1) A switchmode for a USB hub                     ( the shack)

2) 240V LED bulbs ( horrendous)                   (>20metres from the shack)

3) The power supply for the internet router (>20metres from the shack)

4) The old plasma TV                                       (>20metres from the shack)

5) My DECT phone base.                                 (>20metres from the shack)

Changing the LED's to 12V and buying a new TV set and replacing every switch mode in the house with analogue PSU's and fitting ferrites to every extension mains cable or device with an inbuilt power supply. Also buying some PSU's for the neighbours too.

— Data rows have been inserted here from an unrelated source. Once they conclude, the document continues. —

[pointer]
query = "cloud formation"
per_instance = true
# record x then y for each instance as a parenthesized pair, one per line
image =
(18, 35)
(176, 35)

The other thing to do is to rotate the yagi 20-30 degrees and repeat the breakers off trick to find noise sources that weren't in one of the side lobes when you did the first run through. Also repeat this for a few elevation positions too.

One final word of advice


The 10db noise of the lights was being masked by the usb hub. So initially I thought the lights were fine - it was only when I switched off the hub that I happened to notice how bad the lights were - despite givign them a clean bill of health the first time round! After discovering 2 or 3 instances of this masking I bit the bullet and did it the everything off first way.

I also have mylar film over the backs of my computer monitors to cut out the sprogs from them when the moon is in a certain position and they are caught in the sidelobes. At one particualr AZ/EL combination I turn off the PC and run off a laptop - anything for a bit of quiet!